The other element which is vital when it comes to harnessing wind generation, is the process of transferring the power from the turbines to the end users.
In today’s electricity grid, Scotland already exports vast amounts of power beyond its borders to demand centres elsewhere, but these new developments will take its energy export requirements to unprecedented levels.
To facilitate this, the electricity grid’s transmission system will require significant strengthening to move more power from Scotland to where electricity demand is at its greatest across Britain. This requires a series of nationally important infrastructure projects including the laying of cables across the seabed to bolster security of supply.
However, unlike conventional fossil fuelled power stations that generate electricity whenever it’s needed, wind farms only supply power when the wind is blowing. Sometimes that can mean we don’t get enough power from wind, and other times we get too much.
In the UK electricity grid, supply and demand must always be equal, with the grid’s stability damaged if either side of this equation suddenly plummets. Excess supply is so much of a threat to grid stability that the national grid can pay power stations, including wind farms, not to generate power when the demand isn’t there.
To put this in context, in 2020 enough wind power to supply more than a million homes was essentially wasted as it couldn’t be stored. Clearly, as the world faces a climate crisis, we should not be wasting renewable power.
With more wind turbines on the way, now is the time for Scotland and the whole of the UK to embrace energy storage technologies.
Currently, the only proven grid-scale technology that can store vast quantities of energy for long durations is pumped-storage hydro.
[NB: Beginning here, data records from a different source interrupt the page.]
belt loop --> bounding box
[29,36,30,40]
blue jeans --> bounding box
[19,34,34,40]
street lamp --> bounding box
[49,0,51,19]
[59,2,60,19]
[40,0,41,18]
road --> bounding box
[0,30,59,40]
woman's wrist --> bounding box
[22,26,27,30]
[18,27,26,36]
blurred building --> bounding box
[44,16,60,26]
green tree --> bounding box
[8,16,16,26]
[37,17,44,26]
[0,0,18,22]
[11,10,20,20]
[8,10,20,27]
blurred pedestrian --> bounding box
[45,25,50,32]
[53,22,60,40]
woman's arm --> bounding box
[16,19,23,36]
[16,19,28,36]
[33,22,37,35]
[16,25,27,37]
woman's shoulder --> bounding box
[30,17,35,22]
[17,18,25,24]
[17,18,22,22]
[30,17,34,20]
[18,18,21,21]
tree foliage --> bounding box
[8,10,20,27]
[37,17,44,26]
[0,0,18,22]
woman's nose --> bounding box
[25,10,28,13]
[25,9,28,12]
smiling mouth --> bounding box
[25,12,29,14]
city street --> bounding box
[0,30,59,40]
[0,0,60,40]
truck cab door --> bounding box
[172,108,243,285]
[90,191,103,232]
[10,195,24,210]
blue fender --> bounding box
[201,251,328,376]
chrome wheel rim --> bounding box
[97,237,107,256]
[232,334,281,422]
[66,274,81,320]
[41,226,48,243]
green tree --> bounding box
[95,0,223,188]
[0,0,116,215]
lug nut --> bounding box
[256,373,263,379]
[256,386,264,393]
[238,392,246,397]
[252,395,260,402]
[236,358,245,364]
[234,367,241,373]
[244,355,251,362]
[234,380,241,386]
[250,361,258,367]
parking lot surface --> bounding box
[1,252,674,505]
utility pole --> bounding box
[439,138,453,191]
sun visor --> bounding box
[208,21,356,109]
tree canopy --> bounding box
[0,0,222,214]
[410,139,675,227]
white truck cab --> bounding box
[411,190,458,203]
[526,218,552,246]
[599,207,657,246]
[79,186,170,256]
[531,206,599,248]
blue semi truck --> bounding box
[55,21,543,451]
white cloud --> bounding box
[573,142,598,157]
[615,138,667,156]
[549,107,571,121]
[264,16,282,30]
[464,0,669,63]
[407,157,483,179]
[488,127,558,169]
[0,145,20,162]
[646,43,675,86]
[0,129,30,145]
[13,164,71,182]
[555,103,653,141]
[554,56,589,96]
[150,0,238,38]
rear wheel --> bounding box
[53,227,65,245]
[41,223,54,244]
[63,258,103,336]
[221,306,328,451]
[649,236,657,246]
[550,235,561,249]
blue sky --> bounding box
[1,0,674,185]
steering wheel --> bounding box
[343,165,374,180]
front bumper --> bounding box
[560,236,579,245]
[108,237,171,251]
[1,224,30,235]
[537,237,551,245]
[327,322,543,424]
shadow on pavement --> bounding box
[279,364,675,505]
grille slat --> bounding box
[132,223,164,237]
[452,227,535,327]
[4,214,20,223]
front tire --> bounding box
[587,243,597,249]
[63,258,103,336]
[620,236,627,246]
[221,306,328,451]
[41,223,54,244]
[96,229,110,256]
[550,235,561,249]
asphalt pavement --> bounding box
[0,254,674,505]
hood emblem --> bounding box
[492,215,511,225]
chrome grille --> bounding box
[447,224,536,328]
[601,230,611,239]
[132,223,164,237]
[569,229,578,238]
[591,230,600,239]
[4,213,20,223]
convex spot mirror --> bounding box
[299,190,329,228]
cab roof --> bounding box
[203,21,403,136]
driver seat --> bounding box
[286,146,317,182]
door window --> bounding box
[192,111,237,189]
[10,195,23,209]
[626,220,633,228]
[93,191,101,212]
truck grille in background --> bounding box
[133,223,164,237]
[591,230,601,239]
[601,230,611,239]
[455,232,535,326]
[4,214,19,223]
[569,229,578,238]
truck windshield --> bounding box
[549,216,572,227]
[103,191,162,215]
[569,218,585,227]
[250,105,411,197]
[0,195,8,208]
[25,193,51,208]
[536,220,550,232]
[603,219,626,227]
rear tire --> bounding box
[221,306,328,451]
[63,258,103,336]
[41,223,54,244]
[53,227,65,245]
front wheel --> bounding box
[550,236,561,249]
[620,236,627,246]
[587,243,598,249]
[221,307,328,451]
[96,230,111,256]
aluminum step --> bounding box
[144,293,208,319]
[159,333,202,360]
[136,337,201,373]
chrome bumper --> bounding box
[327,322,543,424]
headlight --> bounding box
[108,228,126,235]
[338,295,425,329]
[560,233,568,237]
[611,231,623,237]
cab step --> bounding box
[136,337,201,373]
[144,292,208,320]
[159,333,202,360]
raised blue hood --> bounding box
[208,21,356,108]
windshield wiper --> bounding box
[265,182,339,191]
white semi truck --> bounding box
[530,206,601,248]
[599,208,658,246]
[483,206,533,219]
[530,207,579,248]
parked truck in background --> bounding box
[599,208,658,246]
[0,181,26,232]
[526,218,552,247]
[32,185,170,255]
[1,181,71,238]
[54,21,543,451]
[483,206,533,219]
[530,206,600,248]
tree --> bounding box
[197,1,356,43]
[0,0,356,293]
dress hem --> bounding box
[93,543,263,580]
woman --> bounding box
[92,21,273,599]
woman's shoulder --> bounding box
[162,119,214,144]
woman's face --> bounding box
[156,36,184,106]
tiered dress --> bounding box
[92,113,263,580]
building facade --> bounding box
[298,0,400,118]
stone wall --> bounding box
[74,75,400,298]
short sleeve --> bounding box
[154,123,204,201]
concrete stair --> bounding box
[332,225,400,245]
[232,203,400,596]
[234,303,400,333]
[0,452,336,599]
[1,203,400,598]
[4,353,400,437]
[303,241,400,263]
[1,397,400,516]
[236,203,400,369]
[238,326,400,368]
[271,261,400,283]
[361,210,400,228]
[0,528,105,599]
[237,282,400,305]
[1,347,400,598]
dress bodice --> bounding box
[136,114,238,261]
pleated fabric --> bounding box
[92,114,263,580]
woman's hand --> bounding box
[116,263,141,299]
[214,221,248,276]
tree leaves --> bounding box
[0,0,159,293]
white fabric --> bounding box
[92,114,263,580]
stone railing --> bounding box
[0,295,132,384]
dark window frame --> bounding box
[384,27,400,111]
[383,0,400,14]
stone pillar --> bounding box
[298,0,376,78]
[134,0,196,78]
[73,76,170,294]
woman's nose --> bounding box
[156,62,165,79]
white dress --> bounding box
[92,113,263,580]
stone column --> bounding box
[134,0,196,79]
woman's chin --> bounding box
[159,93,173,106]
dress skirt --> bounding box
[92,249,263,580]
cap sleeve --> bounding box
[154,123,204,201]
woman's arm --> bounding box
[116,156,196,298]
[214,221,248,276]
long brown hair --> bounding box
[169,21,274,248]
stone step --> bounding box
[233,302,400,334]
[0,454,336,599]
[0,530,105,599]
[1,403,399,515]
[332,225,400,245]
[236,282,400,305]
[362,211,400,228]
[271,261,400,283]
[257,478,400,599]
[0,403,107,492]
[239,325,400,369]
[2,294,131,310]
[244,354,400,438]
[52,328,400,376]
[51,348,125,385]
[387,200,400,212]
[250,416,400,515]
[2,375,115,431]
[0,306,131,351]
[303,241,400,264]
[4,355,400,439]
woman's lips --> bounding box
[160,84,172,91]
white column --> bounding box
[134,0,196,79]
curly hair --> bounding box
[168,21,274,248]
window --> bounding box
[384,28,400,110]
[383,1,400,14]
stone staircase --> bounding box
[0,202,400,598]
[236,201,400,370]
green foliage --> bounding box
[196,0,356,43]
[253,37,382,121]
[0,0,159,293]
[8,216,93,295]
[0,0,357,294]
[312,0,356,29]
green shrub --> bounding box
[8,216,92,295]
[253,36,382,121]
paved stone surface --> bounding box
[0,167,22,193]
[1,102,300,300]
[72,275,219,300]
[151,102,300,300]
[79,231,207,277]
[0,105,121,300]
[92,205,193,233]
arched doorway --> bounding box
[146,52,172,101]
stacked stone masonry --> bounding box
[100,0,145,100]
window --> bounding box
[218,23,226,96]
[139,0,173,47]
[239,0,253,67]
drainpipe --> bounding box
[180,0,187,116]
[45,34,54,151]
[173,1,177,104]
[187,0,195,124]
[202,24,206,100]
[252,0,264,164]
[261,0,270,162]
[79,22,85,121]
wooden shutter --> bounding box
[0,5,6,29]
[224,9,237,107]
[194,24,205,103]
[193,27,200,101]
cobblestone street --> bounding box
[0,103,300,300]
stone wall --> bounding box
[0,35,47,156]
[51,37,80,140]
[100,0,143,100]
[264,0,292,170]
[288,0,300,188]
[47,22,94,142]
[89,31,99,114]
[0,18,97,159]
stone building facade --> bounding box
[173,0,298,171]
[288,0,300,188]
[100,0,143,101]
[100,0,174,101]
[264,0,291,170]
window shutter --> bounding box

These sites act like giant water batteries, using excess power from the grid to pump water to an upper reservoir where it is stored, before re-releasing it to generate electricity.
The wind power auction results suggest a renewables revolution is on the horizon – to make it a reality we must build the infrastructure to support it.
Drax has been progressing plans to build the UK’s first new pumped hydro plant in a generation at its existing Cruachan facility in Argyll. The project would be one of the largest infrastructure projects in Scotland in recent decades, creating around 900 jobs and more than doubling the site’s generation capacity to more than 1GW.
There are some other prospective pumped-storage projects in the UK but none have shovels in the ground as businesses require more political and financial certainty from the Government before giving the green light to development. Current support frameworks lack certainty over revenue streams, leaving too much risk in the projects for investors.
One solution which is gathering support across the energy storage industry is the “cap and floor” regime. Simply put, this provides a minimum level of revenue to the project and ensures excess profits are passed back to government to provide value for money to taxpayers.
The UK Government has said it will give its views and set out the next steps to removing barriers to investment in long-duration storage projects in the first half of this year. This is welcome and should provide a pathway to get these developments off the ground and help the country decarbonise faster, and more cost-effectively.
The climate cannot afford for renewable power to go to waste – and neither can households facing rising energy costs. With the right support from government, projects such as Cruachan 2 will ensure more green power flows from the North Sea to homes and businesses across Britain, reducing emissions and costs.